Mesmo afetada com problemas de falta de componentes, a Mercedes está se mexendo para tentar responder às pressões da demanda. Para atender o volume de produção atualmente previsto para 2021 e compensar as paradas programadas de produção que ocorreram este ano devido à pandemia do coronavírus, a montadora irá implementar jornadas adicionais de trabalho aos sábados entre abril e julho para a produção de caminhões e agregados (eixos, câmbios e motores) em sua fábrica de veículos comerciais em São Bernardo do Campo, SP.

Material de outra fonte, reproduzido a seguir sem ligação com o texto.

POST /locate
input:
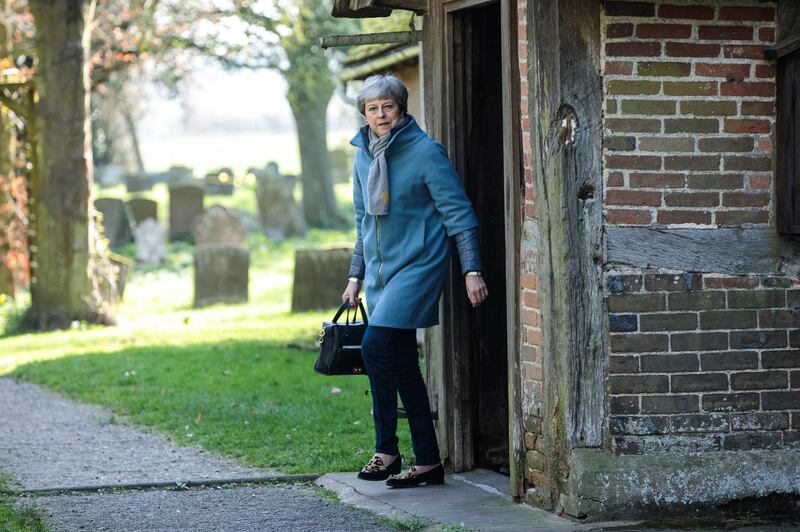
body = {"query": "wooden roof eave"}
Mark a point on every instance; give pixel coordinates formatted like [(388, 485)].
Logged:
[(783, 48), (376, 8), (379, 63)]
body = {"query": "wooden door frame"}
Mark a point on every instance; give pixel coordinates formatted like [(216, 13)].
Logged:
[(448, 367)]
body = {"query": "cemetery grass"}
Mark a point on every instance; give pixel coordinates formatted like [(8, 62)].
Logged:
[(19, 519), (234, 379)]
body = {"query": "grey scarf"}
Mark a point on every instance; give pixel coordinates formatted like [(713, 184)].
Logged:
[(378, 180)]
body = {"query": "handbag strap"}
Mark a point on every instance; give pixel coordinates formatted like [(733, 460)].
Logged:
[(346, 306)]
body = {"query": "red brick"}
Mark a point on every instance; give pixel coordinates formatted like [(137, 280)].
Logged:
[(663, 69), (734, 218), (684, 217), (725, 33), (615, 179), (747, 125), (765, 71), (767, 35), (740, 51), (657, 180), (529, 281), (630, 9), (634, 162), (616, 31), (691, 199), (745, 199), (687, 49), (744, 88), (758, 108), (722, 70), (531, 317), (530, 298), (686, 12), (660, 31), (760, 182), (646, 49), (633, 198), (618, 68), (747, 13), (628, 217)]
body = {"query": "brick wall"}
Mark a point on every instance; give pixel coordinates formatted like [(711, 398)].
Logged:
[(689, 112), (703, 362), (531, 332)]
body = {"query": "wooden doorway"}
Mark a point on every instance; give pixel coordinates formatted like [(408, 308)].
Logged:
[(478, 337)]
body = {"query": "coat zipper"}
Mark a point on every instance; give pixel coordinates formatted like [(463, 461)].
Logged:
[(380, 256)]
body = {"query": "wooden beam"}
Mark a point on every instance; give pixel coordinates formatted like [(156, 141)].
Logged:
[(783, 48), (342, 9), (730, 251), (389, 37), (417, 6)]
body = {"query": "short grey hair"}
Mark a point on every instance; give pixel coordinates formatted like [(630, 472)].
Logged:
[(382, 87)]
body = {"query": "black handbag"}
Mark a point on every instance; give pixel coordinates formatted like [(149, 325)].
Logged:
[(340, 344)]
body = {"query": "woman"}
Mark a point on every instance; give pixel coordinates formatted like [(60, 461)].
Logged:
[(408, 200)]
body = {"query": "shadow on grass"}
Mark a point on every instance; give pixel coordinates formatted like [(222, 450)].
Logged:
[(256, 401)]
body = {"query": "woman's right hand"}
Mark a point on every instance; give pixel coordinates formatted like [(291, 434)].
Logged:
[(351, 293)]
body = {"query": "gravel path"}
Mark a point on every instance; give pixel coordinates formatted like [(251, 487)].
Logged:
[(285, 507), (47, 441)]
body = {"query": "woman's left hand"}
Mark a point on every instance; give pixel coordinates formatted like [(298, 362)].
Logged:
[(476, 289)]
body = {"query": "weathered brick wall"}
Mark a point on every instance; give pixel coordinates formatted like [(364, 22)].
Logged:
[(689, 112), (531, 332), (698, 362), (703, 362)]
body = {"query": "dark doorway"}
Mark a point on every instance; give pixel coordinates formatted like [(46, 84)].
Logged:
[(477, 133)]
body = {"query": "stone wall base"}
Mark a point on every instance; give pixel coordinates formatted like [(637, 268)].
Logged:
[(606, 486)]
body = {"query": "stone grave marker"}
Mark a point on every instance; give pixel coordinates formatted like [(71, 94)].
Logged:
[(220, 181), (117, 221), (221, 263), (178, 174), (280, 215), (150, 242), (142, 209), (320, 277), (185, 204), (138, 182)]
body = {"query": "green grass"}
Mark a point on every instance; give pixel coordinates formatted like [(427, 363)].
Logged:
[(19, 519), (236, 379)]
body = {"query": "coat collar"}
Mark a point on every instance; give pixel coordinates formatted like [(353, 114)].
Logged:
[(409, 131)]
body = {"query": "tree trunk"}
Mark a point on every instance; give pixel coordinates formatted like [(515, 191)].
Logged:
[(63, 286), (319, 202)]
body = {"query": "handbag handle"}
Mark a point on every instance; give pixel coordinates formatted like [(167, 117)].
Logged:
[(346, 306)]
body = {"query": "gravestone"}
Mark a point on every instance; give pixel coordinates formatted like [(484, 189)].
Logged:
[(185, 204), (142, 209), (150, 242), (280, 215), (320, 277), (221, 263), (117, 221), (178, 174), (138, 182), (220, 181), (110, 175)]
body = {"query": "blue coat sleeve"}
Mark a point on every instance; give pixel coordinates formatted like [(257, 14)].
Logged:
[(357, 265), (447, 192)]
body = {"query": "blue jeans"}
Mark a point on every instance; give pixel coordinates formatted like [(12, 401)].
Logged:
[(390, 358)]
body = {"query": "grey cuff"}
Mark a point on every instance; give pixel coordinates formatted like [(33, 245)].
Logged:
[(357, 266), (469, 251)]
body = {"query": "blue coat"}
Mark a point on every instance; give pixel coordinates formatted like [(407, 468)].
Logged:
[(407, 252)]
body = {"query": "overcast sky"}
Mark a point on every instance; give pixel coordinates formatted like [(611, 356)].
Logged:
[(218, 101)]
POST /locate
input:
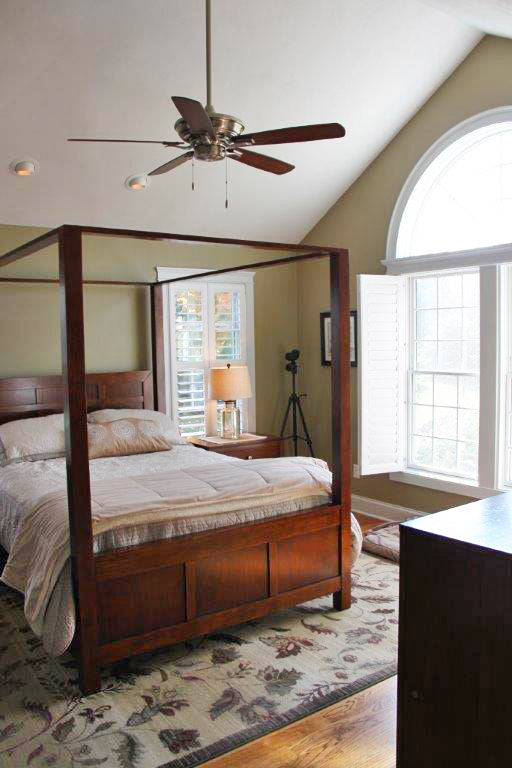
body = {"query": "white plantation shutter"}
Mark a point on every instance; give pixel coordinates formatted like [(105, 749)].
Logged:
[(189, 323), (208, 327), (382, 373)]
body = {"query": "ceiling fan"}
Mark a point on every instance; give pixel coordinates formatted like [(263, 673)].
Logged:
[(210, 136)]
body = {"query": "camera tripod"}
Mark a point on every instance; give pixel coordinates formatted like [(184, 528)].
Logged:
[(295, 407)]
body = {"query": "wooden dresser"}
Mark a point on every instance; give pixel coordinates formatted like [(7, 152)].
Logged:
[(455, 648)]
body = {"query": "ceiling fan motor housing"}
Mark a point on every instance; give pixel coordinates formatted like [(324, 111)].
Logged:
[(226, 128)]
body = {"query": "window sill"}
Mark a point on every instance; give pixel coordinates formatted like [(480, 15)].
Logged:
[(444, 483)]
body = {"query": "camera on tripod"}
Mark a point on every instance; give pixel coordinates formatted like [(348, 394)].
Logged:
[(292, 356), (294, 407)]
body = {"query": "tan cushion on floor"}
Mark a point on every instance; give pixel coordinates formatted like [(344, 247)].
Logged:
[(123, 437)]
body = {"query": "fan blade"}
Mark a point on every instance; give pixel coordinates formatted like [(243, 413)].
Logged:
[(263, 162), (135, 141), (288, 135), (195, 115), (171, 164)]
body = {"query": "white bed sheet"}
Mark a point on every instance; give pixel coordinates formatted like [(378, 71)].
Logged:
[(22, 485)]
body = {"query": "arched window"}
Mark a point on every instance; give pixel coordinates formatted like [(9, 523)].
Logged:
[(456, 206)]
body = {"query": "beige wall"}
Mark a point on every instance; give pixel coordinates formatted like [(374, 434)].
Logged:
[(117, 318), (359, 221)]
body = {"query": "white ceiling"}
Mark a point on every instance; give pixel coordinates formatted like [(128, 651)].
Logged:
[(492, 16), (107, 68)]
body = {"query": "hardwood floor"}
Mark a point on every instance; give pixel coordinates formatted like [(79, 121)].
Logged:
[(358, 732)]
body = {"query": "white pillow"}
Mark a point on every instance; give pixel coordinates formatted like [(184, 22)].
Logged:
[(168, 427), (32, 439)]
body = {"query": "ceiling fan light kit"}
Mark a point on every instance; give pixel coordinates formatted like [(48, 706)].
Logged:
[(24, 167), (210, 136), (138, 182)]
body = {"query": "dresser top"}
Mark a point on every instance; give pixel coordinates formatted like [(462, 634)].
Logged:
[(486, 524)]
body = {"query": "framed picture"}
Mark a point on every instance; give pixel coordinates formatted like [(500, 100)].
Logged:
[(326, 338)]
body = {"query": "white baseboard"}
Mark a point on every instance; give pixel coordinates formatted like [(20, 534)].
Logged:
[(382, 510)]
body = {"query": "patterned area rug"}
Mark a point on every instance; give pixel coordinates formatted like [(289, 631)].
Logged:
[(182, 706)]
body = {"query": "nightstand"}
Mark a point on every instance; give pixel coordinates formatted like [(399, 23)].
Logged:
[(271, 447)]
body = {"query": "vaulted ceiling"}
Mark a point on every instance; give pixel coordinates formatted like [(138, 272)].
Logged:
[(107, 68)]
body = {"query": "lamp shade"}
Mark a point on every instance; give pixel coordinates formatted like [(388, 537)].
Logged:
[(230, 383)]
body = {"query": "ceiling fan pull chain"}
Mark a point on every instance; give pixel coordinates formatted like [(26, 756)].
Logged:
[(226, 167)]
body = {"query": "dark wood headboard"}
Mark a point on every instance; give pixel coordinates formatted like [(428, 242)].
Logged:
[(22, 398)]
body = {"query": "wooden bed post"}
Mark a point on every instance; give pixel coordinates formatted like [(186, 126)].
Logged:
[(77, 454), (157, 346), (340, 392)]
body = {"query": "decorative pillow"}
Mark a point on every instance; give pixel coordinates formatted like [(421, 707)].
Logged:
[(168, 428), (123, 437), (32, 439)]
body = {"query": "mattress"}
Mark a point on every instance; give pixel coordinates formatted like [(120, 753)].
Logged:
[(22, 484), (137, 499)]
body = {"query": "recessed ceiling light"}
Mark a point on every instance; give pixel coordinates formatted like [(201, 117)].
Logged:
[(23, 167), (137, 182)]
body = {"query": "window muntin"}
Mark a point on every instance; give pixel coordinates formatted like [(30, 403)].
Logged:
[(444, 374), (459, 197), (208, 328)]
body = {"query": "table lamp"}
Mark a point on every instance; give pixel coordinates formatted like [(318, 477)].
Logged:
[(230, 384)]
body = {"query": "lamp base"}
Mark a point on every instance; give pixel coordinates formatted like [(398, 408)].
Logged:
[(230, 421)]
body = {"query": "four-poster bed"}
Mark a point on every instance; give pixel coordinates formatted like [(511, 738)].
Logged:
[(142, 597)]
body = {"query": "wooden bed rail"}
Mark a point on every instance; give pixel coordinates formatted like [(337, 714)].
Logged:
[(87, 569)]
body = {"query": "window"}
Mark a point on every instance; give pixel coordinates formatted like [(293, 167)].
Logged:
[(457, 202), (206, 324), (436, 394), (444, 375)]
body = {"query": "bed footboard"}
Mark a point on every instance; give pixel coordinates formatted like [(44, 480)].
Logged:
[(164, 592)]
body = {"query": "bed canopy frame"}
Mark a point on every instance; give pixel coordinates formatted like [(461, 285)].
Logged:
[(218, 577)]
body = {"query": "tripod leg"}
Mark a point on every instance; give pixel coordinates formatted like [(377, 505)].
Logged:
[(285, 418), (306, 433), (294, 422)]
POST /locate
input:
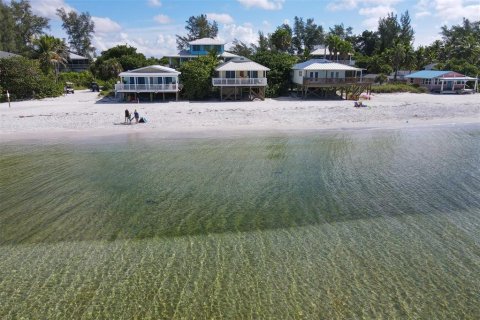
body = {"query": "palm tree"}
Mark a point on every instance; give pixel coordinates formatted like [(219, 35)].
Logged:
[(51, 53), (110, 69), (333, 42)]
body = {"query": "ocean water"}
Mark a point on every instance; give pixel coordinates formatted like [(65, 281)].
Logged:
[(336, 224)]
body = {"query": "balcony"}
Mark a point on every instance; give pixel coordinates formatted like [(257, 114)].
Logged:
[(328, 81), (173, 87), (246, 82)]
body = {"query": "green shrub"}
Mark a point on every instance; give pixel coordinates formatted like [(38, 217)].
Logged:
[(23, 79), (81, 80), (197, 77), (391, 88)]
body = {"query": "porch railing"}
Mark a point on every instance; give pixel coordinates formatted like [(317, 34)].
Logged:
[(307, 80), (239, 81), (120, 87)]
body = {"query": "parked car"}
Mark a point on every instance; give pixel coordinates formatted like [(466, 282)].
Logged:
[(69, 88), (94, 86)]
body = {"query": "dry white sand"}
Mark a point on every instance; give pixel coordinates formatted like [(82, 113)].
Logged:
[(85, 113)]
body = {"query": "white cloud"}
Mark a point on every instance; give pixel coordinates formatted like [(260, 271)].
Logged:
[(156, 46), (422, 14), (456, 10), (263, 4), (154, 3), (220, 17), (374, 14), (244, 33), (342, 5), (162, 19), (105, 25), (48, 8), (353, 4), (448, 11)]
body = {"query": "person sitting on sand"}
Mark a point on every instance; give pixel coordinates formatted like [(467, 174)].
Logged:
[(127, 116), (136, 115)]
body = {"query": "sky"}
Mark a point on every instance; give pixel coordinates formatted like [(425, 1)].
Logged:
[(151, 25)]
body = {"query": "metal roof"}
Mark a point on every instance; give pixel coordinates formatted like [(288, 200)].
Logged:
[(323, 51), (457, 78), (74, 56), (4, 54), (206, 41), (323, 64), (149, 71), (427, 74), (241, 64), (187, 54)]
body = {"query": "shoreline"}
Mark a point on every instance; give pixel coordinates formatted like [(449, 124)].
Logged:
[(84, 115)]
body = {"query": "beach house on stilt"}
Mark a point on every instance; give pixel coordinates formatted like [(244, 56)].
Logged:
[(241, 78), (443, 81), (200, 47), (148, 83), (323, 78)]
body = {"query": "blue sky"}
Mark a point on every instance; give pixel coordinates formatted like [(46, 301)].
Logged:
[(151, 25)]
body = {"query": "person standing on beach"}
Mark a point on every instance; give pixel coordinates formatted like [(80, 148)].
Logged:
[(136, 115), (127, 116)]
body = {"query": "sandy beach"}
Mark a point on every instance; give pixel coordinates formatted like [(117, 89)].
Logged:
[(85, 113)]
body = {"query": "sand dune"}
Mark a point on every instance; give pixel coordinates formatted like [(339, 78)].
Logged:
[(85, 113)]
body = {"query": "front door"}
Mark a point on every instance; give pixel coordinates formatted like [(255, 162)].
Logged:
[(448, 86)]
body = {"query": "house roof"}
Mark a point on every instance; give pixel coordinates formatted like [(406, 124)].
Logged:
[(226, 54), (323, 64), (149, 71), (427, 74), (241, 64), (321, 51), (74, 56), (206, 41), (4, 54), (187, 54)]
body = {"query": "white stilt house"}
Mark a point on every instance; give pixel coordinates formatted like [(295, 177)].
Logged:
[(443, 81), (323, 78), (151, 81), (241, 78)]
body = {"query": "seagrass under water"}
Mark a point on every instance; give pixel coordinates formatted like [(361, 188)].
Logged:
[(334, 225)]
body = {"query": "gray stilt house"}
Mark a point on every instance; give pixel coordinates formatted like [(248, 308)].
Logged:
[(241, 78)]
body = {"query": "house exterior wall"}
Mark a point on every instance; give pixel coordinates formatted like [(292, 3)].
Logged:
[(153, 83), (300, 75), (242, 74), (435, 84), (203, 50)]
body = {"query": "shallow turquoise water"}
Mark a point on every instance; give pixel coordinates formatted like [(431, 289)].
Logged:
[(344, 224)]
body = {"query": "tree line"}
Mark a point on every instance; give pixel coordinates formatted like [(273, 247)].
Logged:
[(387, 49)]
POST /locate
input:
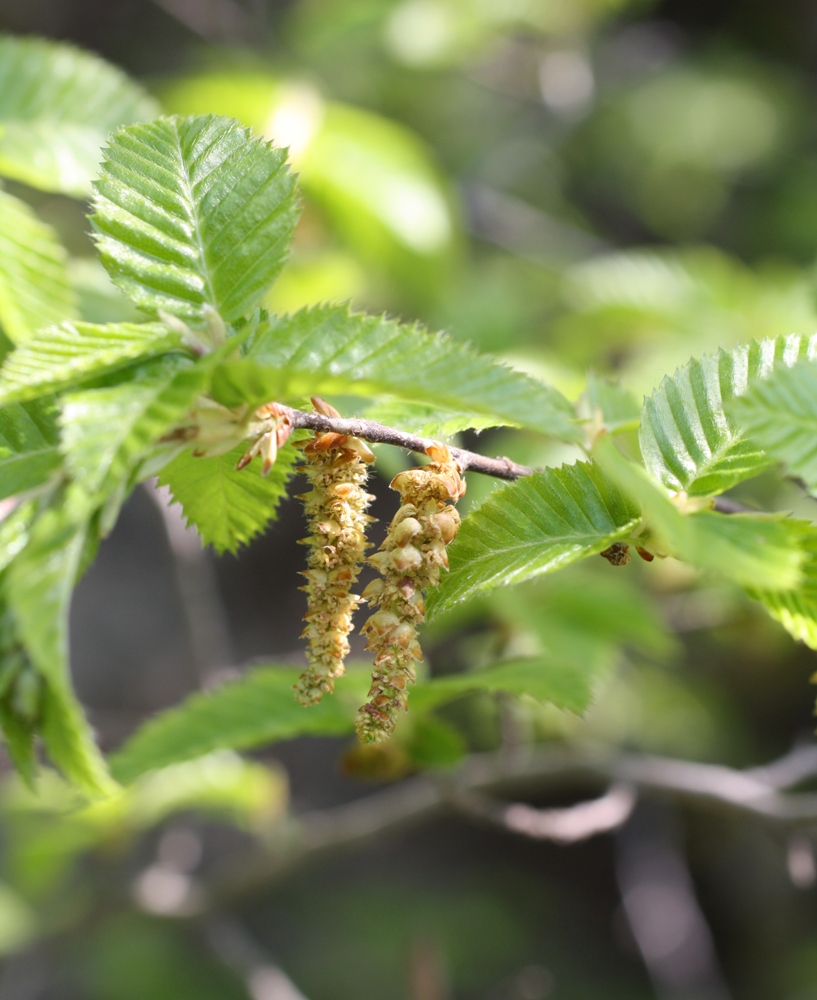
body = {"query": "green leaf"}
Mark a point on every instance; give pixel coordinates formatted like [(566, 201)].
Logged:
[(562, 684), (688, 439), (744, 548), (227, 507), (38, 590), (14, 531), (330, 349), (194, 213), (780, 415), (64, 356), (106, 432), (57, 107), (533, 526), (425, 419), (29, 446), (35, 290), (19, 739), (796, 609), (258, 708)]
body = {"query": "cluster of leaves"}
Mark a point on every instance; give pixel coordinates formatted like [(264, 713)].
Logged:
[(193, 219)]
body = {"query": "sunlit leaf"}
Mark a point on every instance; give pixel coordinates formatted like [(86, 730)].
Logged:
[(106, 431), (779, 414), (744, 548), (227, 507), (796, 610), (64, 356), (57, 107), (34, 287), (561, 684), (29, 446), (39, 586), (533, 526), (256, 709), (688, 439), (330, 349), (194, 213)]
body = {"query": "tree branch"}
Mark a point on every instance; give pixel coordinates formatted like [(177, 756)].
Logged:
[(375, 433), (702, 786)]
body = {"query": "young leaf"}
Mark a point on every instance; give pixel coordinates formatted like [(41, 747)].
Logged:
[(258, 708), (64, 356), (194, 213), (38, 590), (106, 432), (688, 439), (533, 526), (425, 419), (19, 740), (741, 547), (330, 349), (780, 415), (34, 287), (57, 107), (29, 446), (227, 507), (796, 610), (562, 684)]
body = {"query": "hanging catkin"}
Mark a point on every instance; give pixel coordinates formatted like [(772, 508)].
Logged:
[(409, 561), (336, 467)]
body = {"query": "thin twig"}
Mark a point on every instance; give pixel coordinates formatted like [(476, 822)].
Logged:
[(568, 825), (702, 786), (376, 433)]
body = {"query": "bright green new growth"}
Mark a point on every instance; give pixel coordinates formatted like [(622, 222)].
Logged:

Consultados, revendedores da marca, que pediram para não serem identificados, dizem que a espera por caminhões novos pesados pode ser superior a 120 dias. A situação é a mesma na Volkswagen Caminhões e Ônibus. Ricardo Alouche, vice-presidente de vendas, marketing e serviços, disse que a montadora já está trabalhando “com entregas previstas até janeiro, com antecipação conforme disponibilidade”.
De acordo com Alouche, a VWCO tem enfrentado a falta de alguns componentes, mas não houve parada na linha. Entre os itens em falta estão eletrônicos necessários para componentes comprados de fornecedores, tais como chicotes elétricos, cluster e tacógrafo. O executivo diz que também faltam pneus, fundidos, forjados, aços planos e especiais para peças e longarinas, alumínio. “A VWCO vem trabalhando todos os dias com horas extras no primeiro e segundo turnos. Desde janeiro, produzimos também aos domingos para retrabalhar carros com componentes faltantes no pátio, e liberá-los para vendas”.
O segmento de caminhões pesados, o mais afetado pela falta de insumos e pela alta demanda, representa 50,2% das vendas totais de caminhões no Brasil. A Volvo, líder deste segmento, com 20% das vendas, afirmou que vem conseguindo atender a alta demanda com aumento de produção. De acordo com Alcides Cavalcanti, diretor executivo de caminhões da Volvo, os esforços da marca em manter acelerada a produção a despeito da pandemia tem feito com que os clientes aguardem, em média, entre 60 e 90 dias, prazo que o executivo considera normal. Mas admite que alguns modelos, neste momento, a espera chega a 120 dias.
Cavalcanti afirmou que a falta de componentes é um fator de grande preocupação na Volvo, especialmente os semicondutores (item largamente utilizado nos novos caminhões da marca que trabalham com muita inteligência embarcada). “Contudo, até o momento, a programação de entregas à rede e clientes segue conforme planejado no início de 2021. Esse cenário deve permanecer também no segundo semestre, sem lacunas”.